StudentInnen und Profs sind sauer, die Bibliothekare überlastet, die Verwaltung steht vor einem Berg neuer Aufgaben: In der Bremer Universitätsbibliothek stecken gleich mehrere Würmer. Und niemand weiß so recht, wie lange die Kur dauern wird, bis der Standard der wissenschaftlichen Bücherei in etwa dem anderer Hochschulen angeglichen ist.

Die Mängel in der Bibliothek wirken sich inzwischen voll im studentischen Alltag aus. Beispiel Jura: Da verlangen die Hochschullehrer, daß die StudentInnen bei wissenschaftlichen Arbeiten auf die neueste Literatur zurückgreifen. Doch selbst wenn die StudentInnen wollen, sie können nicht. Denn seit dem 1.12. letzten Jahres werden die Neuanschaffungen umgehend in den Magazinen der Bibliothek eingelagert. „Das ist kein Mangel an gutem Willen“, versichert Egon Ditt, seit dem 1. Mai offiziell Direktor der Staats- und Universitätsbibliothek. Ditt, bislang Hauptabteilungsleiter Wissenschaft beim Senator für Bildung, ist nach dem Abgang des bisherigen Direktors, Hans-Albrecht Koch, nach Frankfurt/Oder von der Behörde ausgeguckt worden, überfällige Weichenstellung an der Uni-Bibliothek durchzusetzen.

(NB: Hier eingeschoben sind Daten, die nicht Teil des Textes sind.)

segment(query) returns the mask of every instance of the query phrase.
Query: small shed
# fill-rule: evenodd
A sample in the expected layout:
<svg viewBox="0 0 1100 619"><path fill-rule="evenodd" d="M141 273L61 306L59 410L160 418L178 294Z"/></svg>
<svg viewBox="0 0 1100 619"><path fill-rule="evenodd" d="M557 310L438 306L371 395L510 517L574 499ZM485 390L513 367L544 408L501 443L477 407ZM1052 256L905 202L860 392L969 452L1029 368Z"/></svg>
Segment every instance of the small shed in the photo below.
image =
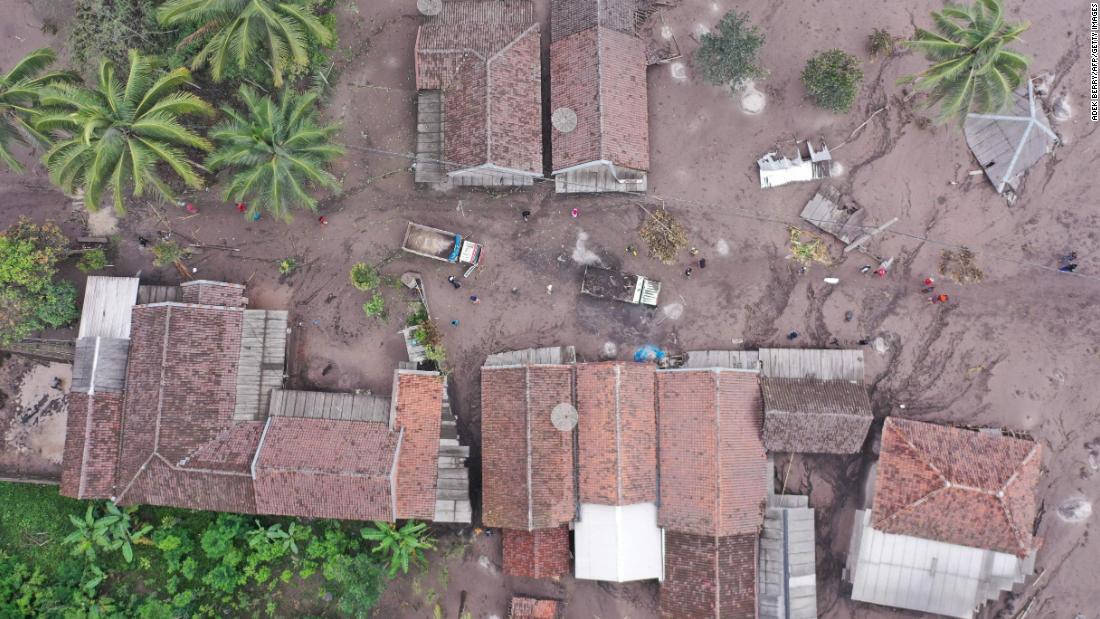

30.000 neue Bücher, so Ditt, „stehen zur Zeit Schlange“, um katalogisiert zu werden. Der Grund: Die Bremer Uni hat sich mit Hamburg, Schleswig-Holstein und Mecklenburg-Vorpommern zu einem „Norddeutschen Bibliotheksverbund“ zusammengeschlossen. Die Bremer EDV- Katalogisierung wurde eingestellt, der Rechner abgeschaltet. Der überfällige Anschluß an den Hamburger Zentralrechner konnte wegen technischer Probleme noch nicht hergestellt werden. Die 12 Beschäftigten, die für die Katalogisierung zuständig sind, machen deshalb seit Dezember „Trockenübungen“ (Ditt).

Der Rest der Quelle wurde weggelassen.